Their fountain pens are not done jabbing, however. Under the protecting wing of Alfred A. Knopf who has befriended and encouraged many to whom smug society turned a deaf ear and an unseeing eye, they have started a new magazine, The American Mercury. While in the Smart Set, perhaps to keep a fire in the editorial office, they were forced at times to pander to the tastes of readers who demanded undisturbing fiction, in their newest venture with a publisher like Knopf behind them they need serve neither fiction nor soothing copy of any kind, but may scratch and sting to their heart's content.

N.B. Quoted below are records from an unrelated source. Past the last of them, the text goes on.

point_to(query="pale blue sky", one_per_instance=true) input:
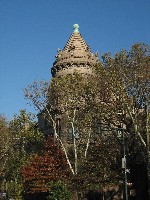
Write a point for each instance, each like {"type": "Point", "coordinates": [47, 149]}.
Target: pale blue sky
{"type": "Point", "coordinates": [32, 30]}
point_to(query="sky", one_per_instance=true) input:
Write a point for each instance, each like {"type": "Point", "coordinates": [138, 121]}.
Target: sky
{"type": "Point", "coordinates": [31, 31]}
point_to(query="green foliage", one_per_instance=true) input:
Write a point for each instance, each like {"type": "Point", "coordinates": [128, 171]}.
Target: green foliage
{"type": "Point", "coordinates": [58, 191]}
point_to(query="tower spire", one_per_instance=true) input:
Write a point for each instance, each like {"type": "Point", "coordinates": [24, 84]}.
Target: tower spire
{"type": "Point", "coordinates": [76, 56]}
{"type": "Point", "coordinates": [76, 27]}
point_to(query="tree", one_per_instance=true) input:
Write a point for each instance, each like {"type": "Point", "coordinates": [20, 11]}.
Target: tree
{"type": "Point", "coordinates": [70, 103]}
{"type": "Point", "coordinates": [45, 169]}
{"type": "Point", "coordinates": [24, 139]}
{"type": "Point", "coordinates": [127, 77]}
{"type": "Point", "coordinates": [5, 140]}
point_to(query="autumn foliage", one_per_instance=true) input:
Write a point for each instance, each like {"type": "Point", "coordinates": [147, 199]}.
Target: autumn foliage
{"type": "Point", "coordinates": [45, 168]}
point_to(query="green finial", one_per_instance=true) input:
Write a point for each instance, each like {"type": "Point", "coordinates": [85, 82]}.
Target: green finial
{"type": "Point", "coordinates": [76, 26]}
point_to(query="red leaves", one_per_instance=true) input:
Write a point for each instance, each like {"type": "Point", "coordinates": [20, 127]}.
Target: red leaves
{"type": "Point", "coordinates": [49, 166]}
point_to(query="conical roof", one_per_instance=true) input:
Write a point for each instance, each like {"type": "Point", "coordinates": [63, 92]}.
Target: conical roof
{"type": "Point", "coordinates": [76, 56]}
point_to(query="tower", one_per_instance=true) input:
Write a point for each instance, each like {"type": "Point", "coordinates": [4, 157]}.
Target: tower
{"type": "Point", "coordinates": [76, 56]}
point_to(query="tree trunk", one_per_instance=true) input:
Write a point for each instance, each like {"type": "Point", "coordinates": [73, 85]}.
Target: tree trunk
{"type": "Point", "coordinates": [148, 172]}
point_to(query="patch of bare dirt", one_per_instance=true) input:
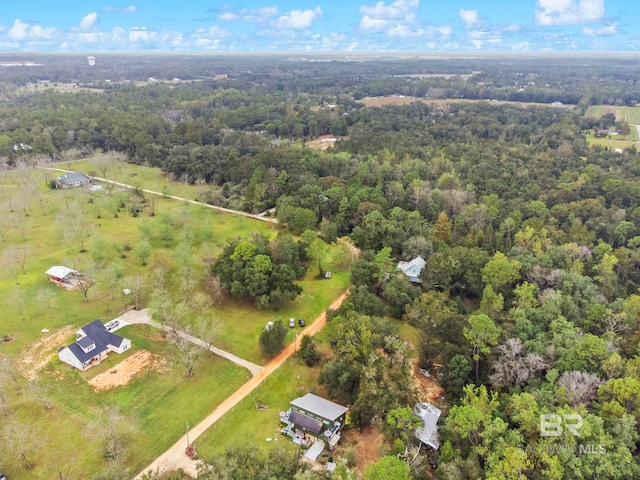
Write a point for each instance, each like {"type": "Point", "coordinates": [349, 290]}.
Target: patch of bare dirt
{"type": "Point", "coordinates": [368, 443]}
{"type": "Point", "coordinates": [36, 357]}
{"type": "Point", "coordinates": [126, 370]}
{"type": "Point", "coordinates": [323, 142]}
{"type": "Point", "coordinates": [429, 390]}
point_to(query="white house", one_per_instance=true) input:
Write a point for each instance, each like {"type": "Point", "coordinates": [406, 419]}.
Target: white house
{"type": "Point", "coordinates": [93, 344]}
{"type": "Point", "coordinates": [427, 433]}
{"type": "Point", "coordinates": [63, 275]}
{"type": "Point", "coordinates": [413, 268]}
{"type": "Point", "coordinates": [72, 179]}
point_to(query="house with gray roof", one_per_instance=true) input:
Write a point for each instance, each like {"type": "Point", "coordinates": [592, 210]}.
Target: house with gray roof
{"type": "Point", "coordinates": [427, 433]}
{"type": "Point", "coordinates": [312, 420]}
{"type": "Point", "coordinates": [93, 344]}
{"type": "Point", "coordinates": [72, 179]}
{"type": "Point", "coordinates": [413, 268]}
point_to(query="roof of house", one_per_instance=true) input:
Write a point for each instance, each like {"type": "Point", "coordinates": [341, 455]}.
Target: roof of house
{"type": "Point", "coordinates": [428, 432]}
{"type": "Point", "coordinates": [72, 177]}
{"type": "Point", "coordinates": [60, 271]}
{"type": "Point", "coordinates": [319, 406]}
{"type": "Point", "coordinates": [418, 262]}
{"type": "Point", "coordinates": [94, 332]}
{"type": "Point", "coordinates": [309, 424]}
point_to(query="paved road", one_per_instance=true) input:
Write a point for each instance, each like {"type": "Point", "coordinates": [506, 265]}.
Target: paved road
{"type": "Point", "coordinates": [175, 457]}
{"type": "Point", "coordinates": [260, 216]}
{"type": "Point", "coordinates": [143, 316]}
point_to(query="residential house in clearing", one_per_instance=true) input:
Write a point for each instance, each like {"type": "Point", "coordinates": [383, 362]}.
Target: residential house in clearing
{"type": "Point", "coordinates": [427, 433]}
{"type": "Point", "coordinates": [63, 276]}
{"type": "Point", "coordinates": [93, 344]}
{"type": "Point", "coordinates": [72, 179]}
{"type": "Point", "coordinates": [413, 268]}
{"type": "Point", "coordinates": [311, 421]}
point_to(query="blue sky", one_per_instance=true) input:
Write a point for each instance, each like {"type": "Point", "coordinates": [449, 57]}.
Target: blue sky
{"type": "Point", "coordinates": [320, 25]}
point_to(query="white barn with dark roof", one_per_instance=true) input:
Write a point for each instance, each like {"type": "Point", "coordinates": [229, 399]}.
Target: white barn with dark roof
{"type": "Point", "coordinates": [413, 268]}
{"type": "Point", "coordinates": [72, 179]}
{"type": "Point", "coordinates": [93, 344]}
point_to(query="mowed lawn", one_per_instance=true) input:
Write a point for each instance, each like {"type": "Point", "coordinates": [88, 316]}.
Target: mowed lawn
{"type": "Point", "coordinates": [158, 403]}
{"type": "Point", "coordinates": [630, 115]}
{"type": "Point", "coordinates": [246, 425]}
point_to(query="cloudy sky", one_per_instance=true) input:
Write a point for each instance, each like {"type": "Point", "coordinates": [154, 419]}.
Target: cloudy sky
{"type": "Point", "coordinates": [320, 25]}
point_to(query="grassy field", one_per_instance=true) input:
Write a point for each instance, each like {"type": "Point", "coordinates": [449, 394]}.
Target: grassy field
{"type": "Point", "coordinates": [32, 223]}
{"type": "Point", "coordinates": [246, 425]}
{"type": "Point", "coordinates": [630, 115]}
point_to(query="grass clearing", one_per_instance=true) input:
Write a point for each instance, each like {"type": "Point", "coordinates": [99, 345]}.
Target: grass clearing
{"type": "Point", "coordinates": [161, 401]}
{"type": "Point", "coordinates": [246, 425]}
{"type": "Point", "coordinates": [631, 115]}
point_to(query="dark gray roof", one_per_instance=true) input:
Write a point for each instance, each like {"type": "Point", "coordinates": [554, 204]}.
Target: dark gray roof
{"type": "Point", "coordinates": [85, 342]}
{"type": "Point", "coordinates": [319, 406]}
{"type": "Point", "coordinates": [428, 431]}
{"type": "Point", "coordinates": [307, 423]}
{"type": "Point", "coordinates": [72, 178]}
{"type": "Point", "coordinates": [94, 332]}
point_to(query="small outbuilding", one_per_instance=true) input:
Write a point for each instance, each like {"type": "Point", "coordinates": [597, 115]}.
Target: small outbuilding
{"type": "Point", "coordinates": [93, 344]}
{"type": "Point", "coordinates": [72, 179]}
{"type": "Point", "coordinates": [413, 268]}
{"type": "Point", "coordinates": [312, 420]}
{"type": "Point", "coordinates": [63, 276]}
{"type": "Point", "coordinates": [427, 433]}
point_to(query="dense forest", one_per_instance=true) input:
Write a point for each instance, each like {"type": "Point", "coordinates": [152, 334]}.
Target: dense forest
{"type": "Point", "coordinates": [529, 301]}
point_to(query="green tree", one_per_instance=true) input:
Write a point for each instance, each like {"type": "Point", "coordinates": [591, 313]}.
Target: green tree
{"type": "Point", "coordinates": [482, 334]}
{"type": "Point", "coordinates": [272, 338]}
{"type": "Point", "coordinates": [308, 351]}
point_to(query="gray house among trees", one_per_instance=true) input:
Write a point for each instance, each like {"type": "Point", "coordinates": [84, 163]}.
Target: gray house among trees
{"type": "Point", "coordinates": [311, 416]}
{"type": "Point", "coordinates": [72, 179]}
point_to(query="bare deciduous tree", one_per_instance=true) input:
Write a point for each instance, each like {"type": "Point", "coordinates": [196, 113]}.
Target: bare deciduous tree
{"type": "Point", "coordinates": [514, 366]}
{"type": "Point", "coordinates": [581, 387]}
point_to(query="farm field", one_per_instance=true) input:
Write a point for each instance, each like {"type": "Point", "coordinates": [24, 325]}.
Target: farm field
{"type": "Point", "coordinates": [33, 239]}
{"type": "Point", "coordinates": [630, 115]}
{"type": "Point", "coordinates": [440, 103]}
{"type": "Point", "coordinates": [155, 406]}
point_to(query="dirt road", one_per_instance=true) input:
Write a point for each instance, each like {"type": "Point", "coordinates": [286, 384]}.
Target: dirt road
{"type": "Point", "coordinates": [175, 457]}
{"type": "Point", "coordinates": [260, 216]}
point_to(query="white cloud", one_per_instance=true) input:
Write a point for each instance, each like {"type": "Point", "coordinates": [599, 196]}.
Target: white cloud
{"type": "Point", "coordinates": [604, 31]}
{"type": "Point", "coordinates": [88, 21]}
{"type": "Point", "coordinates": [297, 19]}
{"type": "Point", "coordinates": [112, 9]}
{"type": "Point", "coordinates": [471, 19]}
{"type": "Point", "coordinates": [569, 12]}
{"type": "Point", "coordinates": [398, 10]}
{"type": "Point", "coordinates": [254, 15]}
{"type": "Point", "coordinates": [24, 31]}
{"type": "Point", "coordinates": [211, 33]}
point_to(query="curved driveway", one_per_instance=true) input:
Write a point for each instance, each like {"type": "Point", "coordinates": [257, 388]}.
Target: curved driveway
{"type": "Point", "coordinates": [175, 457]}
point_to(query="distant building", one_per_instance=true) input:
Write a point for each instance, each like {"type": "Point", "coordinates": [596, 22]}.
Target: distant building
{"type": "Point", "coordinates": [72, 179]}
{"type": "Point", "coordinates": [413, 268]}
{"type": "Point", "coordinates": [427, 433]}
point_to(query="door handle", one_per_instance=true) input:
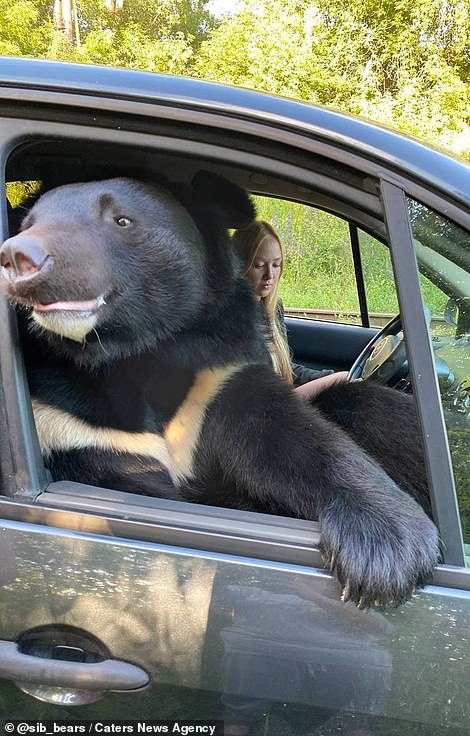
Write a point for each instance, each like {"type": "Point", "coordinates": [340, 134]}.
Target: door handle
{"type": "Point", "coordinates": [110, 674]}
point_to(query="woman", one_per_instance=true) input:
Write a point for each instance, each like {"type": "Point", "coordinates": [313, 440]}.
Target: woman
{"type": "Point", "coordinates": [260, 251]}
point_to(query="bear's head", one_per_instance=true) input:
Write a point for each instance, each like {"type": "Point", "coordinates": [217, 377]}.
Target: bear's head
{"type": "Point", "coordinates": [111, 268]}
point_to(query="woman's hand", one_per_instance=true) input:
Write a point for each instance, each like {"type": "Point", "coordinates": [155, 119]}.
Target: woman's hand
{"type": "Point", "coordinates": [312, 388]}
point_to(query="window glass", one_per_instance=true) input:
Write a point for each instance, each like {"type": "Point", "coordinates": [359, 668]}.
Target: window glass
{"type": "Point", "coordinates": [318, 279]}
{"type": "Point", "coordinates": [443, 254]}
{"type": "Point", "coordinates": [379, 281]}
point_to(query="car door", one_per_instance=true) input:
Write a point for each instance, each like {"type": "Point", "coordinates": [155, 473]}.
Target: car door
{"type": "Point", "coordinates": [119, 608]}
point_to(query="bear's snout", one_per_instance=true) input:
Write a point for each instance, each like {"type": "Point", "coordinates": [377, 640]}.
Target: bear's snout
{"type": "Point", "coordinates": [23, 258]}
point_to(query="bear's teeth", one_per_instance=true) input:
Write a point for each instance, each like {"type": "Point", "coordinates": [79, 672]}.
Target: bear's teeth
{"type": "Point", "coordinates": [71, 306]}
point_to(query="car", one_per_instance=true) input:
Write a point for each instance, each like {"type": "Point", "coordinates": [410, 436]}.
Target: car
{"type": "Point", "coordinates": [117, 606]}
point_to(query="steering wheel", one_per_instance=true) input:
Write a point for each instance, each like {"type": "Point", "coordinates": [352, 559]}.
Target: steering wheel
{"type": "Point", "coordinates": [383, 359]}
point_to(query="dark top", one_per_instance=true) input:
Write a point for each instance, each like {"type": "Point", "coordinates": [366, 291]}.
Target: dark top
{"type": "Point", "coordinates": [302, 374]}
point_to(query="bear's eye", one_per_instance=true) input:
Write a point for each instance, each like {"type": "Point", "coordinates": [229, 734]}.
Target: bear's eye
{"type": "Point", "coordinates": [123, 221]}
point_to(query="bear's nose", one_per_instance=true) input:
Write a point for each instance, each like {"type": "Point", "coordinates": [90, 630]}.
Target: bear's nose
{"type": "Point", "coordinates": [22, 258]}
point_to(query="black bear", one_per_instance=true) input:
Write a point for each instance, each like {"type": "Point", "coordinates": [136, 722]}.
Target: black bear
{"type": "Point", "coordinates": [149, 373]}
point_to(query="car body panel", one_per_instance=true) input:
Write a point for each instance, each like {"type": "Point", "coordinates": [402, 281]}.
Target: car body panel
{"type": "Point", "coordinates": [230, 626]}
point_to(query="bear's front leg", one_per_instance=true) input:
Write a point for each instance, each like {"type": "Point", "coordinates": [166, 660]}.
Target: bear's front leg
{"type": "Point", "coordinates": [282, 456]}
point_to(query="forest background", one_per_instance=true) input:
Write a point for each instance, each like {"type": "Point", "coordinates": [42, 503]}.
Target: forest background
{"type": "Point", "coordinates": [405, 63]}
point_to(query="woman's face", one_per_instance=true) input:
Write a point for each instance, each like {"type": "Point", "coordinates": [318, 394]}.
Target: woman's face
{"type": "Point", "coordinates": [265, 270]}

That they intend to give ample play to their vitriolic pen is evidenced by the writers they have selected to aid them. Carl Van Doren, Theodore Dreiser, James Gibbons Hunneker, "a man who because of his official position cannot sign his name," and a member of the staff of the extinct New York Call (Socialist)--all of them with some bone to pick with "nice people"--have contributed to the first number. Although the magazine will be a review, according to its editors "like every other monthly review the world have ever seen," it will be a review, as was the Repetition Generale in the Smart Set, seen through and colored by the editor's glasses. Indeed, a warning to this effect is given in the foreword: "the nobility and gentry are cautioned that they are here in the presence of no band of passionate altruists . . . The editors are committed to nothing save this--to keep to common sense as fast as they can, to belabor sham as agreeably as possible."
In this move these two crusading spirits have brought comfort to those respectable souls who encountered most shocking statements in a chance perusal of the Smart Set. Now they need fear no such attacks upon their righteousness for the gadflies are all safely caged in one magazine.